By on July 10, 2013, 11:30 AM

Yesterday Dropbox kicked off its first developer conference since launching in 2008 by announcing a new set of APIs designed to better integrate the service with every app on every device you own. Two APIs were specifically mentioned during the event, Datastore and Drop-ins, which aim to transform Dropbox into a platform that enables a pervasive data layer, or the “spiritual successor to the hard drive.”

Although apps have long allowed files to be stored locally on users’ Dropbox, the company is now giving developers the option to store other app data directly on their servers. This makes things more transparent for users and gives developers a additional benefits when it comes to synchronisation, with the option to work both online or offline and automatically resolving any conflicts when changes are made on multiple devices.

Dropbox says this is the easiest way to keep an app's structured data, like settings, bookmarks, and game save state, in sync across multiple devices. That’s similar to what iCloud does already but the key here is cross-platform compatibility. In other words, if Dropbox has its way, you will be able to start playing Angry Birds or any other game on your iPad and pick up where you left off on your Galaxy S4. The idea is to free apps from their iOS/Android dependence and let you work seamlessly on any device you own or might switch to in the future.


Image source: Wired

During a demo of the Datastore API, Dropbox’s Ruchi Sanghvi showed a proof-of-concept drawing app that stored any changes made to the canvas on a Mac and displayed them in near-realtime on the iPad and web.

“Nobody talks of their content anymore as my files and folders,” Sanghvi said. Instead, we talk in terms of the content itself: photos, videos, music, games. But there’s still a place for the traditional paradigm of working with files. With the Drop-ins API, developers can implement open and save buttons into their apps, allowing users to browse their Dropbox folders much in the same way they would on their desktops. The much-hyped Mailbox email app, bought by Dropbox for $100 million earlier this year, is among the first to implement this.

During the keynote, Dropbox CEO Drew Houston said the service now has more than 175 million users, built-in support from some 100,000 apps and more than a billion files saved each day.




User Comments: 4

Got something to say? Post a comment
Guest said:

bough by Dropbox for $100 million earlier this year,

with supper from than 100,000 apps and more than a billion files saved each day.

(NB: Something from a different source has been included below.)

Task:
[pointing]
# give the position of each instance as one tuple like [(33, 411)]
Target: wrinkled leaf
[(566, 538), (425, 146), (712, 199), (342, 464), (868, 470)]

I think you may have a sticky "T" key. Great read though.

RH00D RH00D said:

I don't really understand the hype behind Dropbox. All they do is resell Amazon's cloud storage and slap a nice front-end on it.

If you're tech savvy enough you can just buy cloud storage yourself from Amazon and willy nilly your own basic front-end with some free FTP programs for significantly less money.

SNGX1275 SNGX1275, TS Forces Special, said:

If you're tech savvy enough you can just buy cloud storage yourself from Amazon and willy nilly your own basic front-end with some free FTP programs for significantly less money.

Your first sentence answers your confusion to the hype. People don't want to mess with that, they just want to get an app and with entering a username and pass they get their files on multiple devices. Also, I don't pay anything for Dropbox. I have 5 GB of space, perhaps that isn't enough for some people, but I suspect it is more than enough for 90+% of dropbox users.

Guest said:

WOOOOOOOOOOOOO!!!

The greater Dropbox expands its reach, the easier the NSA and the 200 other

agencies will have it when it comes to handling YOUR data! How fantastic!